Dieu, c'est la science!
La voix du tueur résonnait dans le cerveau de Langdon. « À
minuit... une progression mortelle mathématique... des agneaux sacrifiés sur l'autel de la science... »
Puis, brusquement, comme une foule dispersée par un coup de tonnerre, toutes ces pensées s'évanouirent. Robert Langdon se leva d'un bond, renversant son fauteuil qui s'écrasa sur le sol de marbre. Vittoria et le camerlingue sursautèrent.
— Je l'ai loupé... alors que je l'avais sous les yeux...
— Loupé quoi? demanda Vittoria.
– 189 –
Langdon se tourna vers le prêtre.
— Mon père, cela fait trois ans que j'essaie d'obtenir de votre administration qu'elle me laisse consulter les archives du Vatican. J'ai été débordé sept fois.
— Monsieur Langdon, je suis désolé, mais le moment me semble mal choisi pour émettre des réclamations de cet ordre.

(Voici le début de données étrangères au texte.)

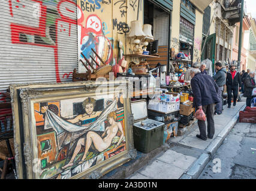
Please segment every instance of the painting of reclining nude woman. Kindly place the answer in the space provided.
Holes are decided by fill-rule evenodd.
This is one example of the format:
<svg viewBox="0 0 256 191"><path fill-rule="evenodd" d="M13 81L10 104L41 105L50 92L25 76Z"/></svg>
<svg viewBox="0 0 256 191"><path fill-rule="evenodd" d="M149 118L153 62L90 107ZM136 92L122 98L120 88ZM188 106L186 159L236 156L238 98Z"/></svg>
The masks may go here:
<svg viewBox="0 0 256 191"><path fill-rule="evenodd" d="M121 94L35 103L40 178L69 178L126 150Z"/></svg>

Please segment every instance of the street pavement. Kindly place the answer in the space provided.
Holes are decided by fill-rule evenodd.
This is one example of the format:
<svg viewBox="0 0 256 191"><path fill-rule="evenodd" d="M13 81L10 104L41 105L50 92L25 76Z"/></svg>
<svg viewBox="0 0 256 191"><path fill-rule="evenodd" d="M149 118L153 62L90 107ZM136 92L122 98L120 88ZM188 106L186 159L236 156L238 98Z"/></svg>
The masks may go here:
<svg viewBox="0 0 256 191"><path fill-rule="evenodd" d="M208 138L206 141L203 141L197 138L195 135L199 134L199 130L196 123L191 130L183 135L172 137L168 140L165 144L169 144L168 150L156 156L148 165L127 178L197 178L212 158L212 156L234 127L239 110L243 110L245 107L245 98L243 98L242 101L237 103L236 106L233 107L232 104L230 109L228 109L227 105L225 105L222 115L215 115L215 134L213 139ZM248 139L245 140L248 145L250 141L252 141L249 138L253 138L248 137ZM256 148L256 146L254 146L254 148ZM240 161L237 162L237 165L243 164L242 158L237 158L237 160ZM253 161L251 162L253 163ZM234 171L237 171L240 166L234 168ZM209 172L206 174L207 173Z"/></svg>
<svg viewBox="0 0 256 191"><path fill-rule="evenodd" d="M256 124L237 123L198 178L256 178Z"/></svg>

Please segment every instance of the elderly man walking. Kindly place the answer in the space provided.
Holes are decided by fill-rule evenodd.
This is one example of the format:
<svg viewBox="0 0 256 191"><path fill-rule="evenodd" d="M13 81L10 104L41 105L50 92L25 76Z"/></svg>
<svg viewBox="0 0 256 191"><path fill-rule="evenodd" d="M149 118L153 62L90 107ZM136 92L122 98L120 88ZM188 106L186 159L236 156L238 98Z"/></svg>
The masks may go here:
<svg viewBox="0 0 256 191"><path fill-rule="evenodd" d="M217 72L213 78L219 87L218 96L221 101L216 104L216 112L215 114L221 115L222 113L222 92L223 86L226 83L227 71L224 68L222 68L222 66L220 62L217 62L215 64L215 69Z"/></svg>
<svg viewBox="0 0 256 191"><path fill-rule="evenodd" d="M205 70L206 68L206 64L204 64L204 63L201 64L200 67L200 70L201 73L207 75L207 72Z"/></svg>
<svg viewBox="0 0 256 191"><path fill-rule="evenodd" d="M228 108L231 107L231 100L232 97L232 91L233 96L233 106L236 106L236 100L238 96L238 87L241 89L241 78L239 72L236 70L236 66L231 66L230 71L227 73L226 85L228 93Z"/></svg>
<svg viewBox="0 0 256 191"><path fill-rule="evenodd" d="M193 107L196 109L202 109L206 115L207 135L204 121L198 120L200 131L197 137L206 140L207 137L213 138L215 133L214 110L216 103L220 101L217 92L218 87L213 78L209 75L201 73L197 69L192 69L191 72L191 88L194 95Z"/></svg>
<svg viewBox="0 0 256 191"><path fill-rule="evenodd" d="M243 97L246 97L246 106L251 106L252 98L255 96L252 96L252 90L256 87L256 83L254 78L254 72L249 72L249 75L243 79L245 84L245 93Z"/></svg>

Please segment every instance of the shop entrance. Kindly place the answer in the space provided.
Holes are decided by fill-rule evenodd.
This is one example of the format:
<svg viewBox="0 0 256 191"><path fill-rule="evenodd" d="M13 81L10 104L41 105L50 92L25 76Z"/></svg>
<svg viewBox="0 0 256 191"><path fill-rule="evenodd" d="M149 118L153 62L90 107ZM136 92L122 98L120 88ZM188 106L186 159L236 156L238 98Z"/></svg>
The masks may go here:
<svg viewBox="0 0 256 191"><path fill-rule="evenodd" d="M154 68L158 63L167 65L170 47L170 24L171 11L163 8L153 1L144 1L144 24L152 26L152 33L155 41L158 41L157 54L159 58L148 58L147 61L150 68Z"/></svg>

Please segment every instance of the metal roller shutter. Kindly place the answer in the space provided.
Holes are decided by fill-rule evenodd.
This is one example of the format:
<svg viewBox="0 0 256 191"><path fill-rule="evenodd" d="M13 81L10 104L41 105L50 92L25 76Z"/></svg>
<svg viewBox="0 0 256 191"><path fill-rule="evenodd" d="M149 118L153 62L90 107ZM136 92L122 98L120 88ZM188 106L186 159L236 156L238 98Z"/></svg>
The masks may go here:
<svg viewBox="0 0 256 191"><path fill-rule="evenodd" d="M76 0L0 1L0 101L10 83L72 81Z"/></svg>

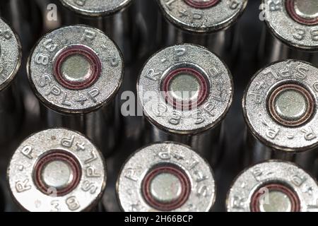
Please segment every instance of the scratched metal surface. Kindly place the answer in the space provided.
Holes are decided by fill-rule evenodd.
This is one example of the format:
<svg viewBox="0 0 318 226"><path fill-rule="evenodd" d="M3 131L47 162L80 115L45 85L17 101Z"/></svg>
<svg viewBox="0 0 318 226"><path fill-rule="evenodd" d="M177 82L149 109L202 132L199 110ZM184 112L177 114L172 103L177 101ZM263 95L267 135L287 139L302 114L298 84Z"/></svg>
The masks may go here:
<svg viewBox="0 0 318 226"><path fill-rule="evenodd" d="M225 196L230 187L230 184L235 175L242 169L239 163L240 159L241 147L243 142L245 131L245 123L242 118L241 109L241 100L243 90L247 83L249 78L257 71L257 49L261 37L263 27L262 22L259 20L259 1L250 0L247 8L242 17L240 19L241 26L241 49L239 55L239 63L237 66L232 70L235 94L234 102L229 113L225 118L225 129L227 145L225 150L225 154L222 162L218 169L214 169L216 173L216 183L217 187L216 202L213 209L213 211L224 211ZM27 51L25 51L27 52ZM28 52L23 53L25 56ZM25 61L24 61L20 72L18 79L23 80L25 76ZM139 71L138 69L136 69ZM126 78L129 75L126 75ZM126 81L126 83L127 81ZM125 82L122 92L129 87ZM33 102L32 99L28 100L29 108L36 108L37 103ZM18 208L14 204L10 196L6 181L6 171L8 160L13 150L18 144L29 134L40 129L38 121L39 118L36 114L28 114L26 116L26 123L21 128L21 133L14 141L10 141L9 145L1 147L0 155L0 211L16 211ZM141 124L140 117L128 117L124 119L128 124L128 129L126 130L124 136L125 142L121 142L119 147L114 154L107 160L108 168L108 181L105 194L102 198L102 203L108 211L119 210L114 191L114 184L118 174L118 171L124 160L133 151L140 148L140 144L135 142L138 138L135 128Z"/></svg>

— Il faut que je consulte les Archives immédiatement! Pour les quatre cardinaux. J'espère pouvoir deviner les lieux où ils vont être mis à mort!
Vittoria le fixa, se demandant si elle ne rêvait pas.
Le camerlingue avait le regard de quelqu'un qui craint d'être victime d'une blague cruelle.
— Mais comment cette information pourrait-elle se trouver dans nos Archives?
— Je ne puis vous promettre que je la dénicherai à temps, mais si vous me laissez carte blanche...
— Monsieur Langdon, je suis attendu à la chapelle Sixtine dans quatre minutes et le bâtiment des Archives est situé à l'autre extrémité de la Cité du Vatican.
— Vous êtes sérieux, n'est-ce pas? fit Vittoria en se tournant vers le camerlingue. S'il y a la moindre chance. . de découvrir où vont avoir lieu ces meurtres, nous pourrions les placer sous surveillance et...
— Mais les Archives, insista le camerlingue. Comment pourraient-elles renfermer un quelconque indice?
— M'expliquer prendrait trop de temps. Mais si je ne me trompe pas, les informations que j'y trouverai nous aideront à capturer le tueur, répondit Langdon.
Visiblement, le camerlingue aurait voulu croire l'Américain mais n'y parvenait pas.
— Les Archives contiennent les manuscrits les plus sacrés du Vatican, des trésors que moi-même n'ai pas le droit de consulter.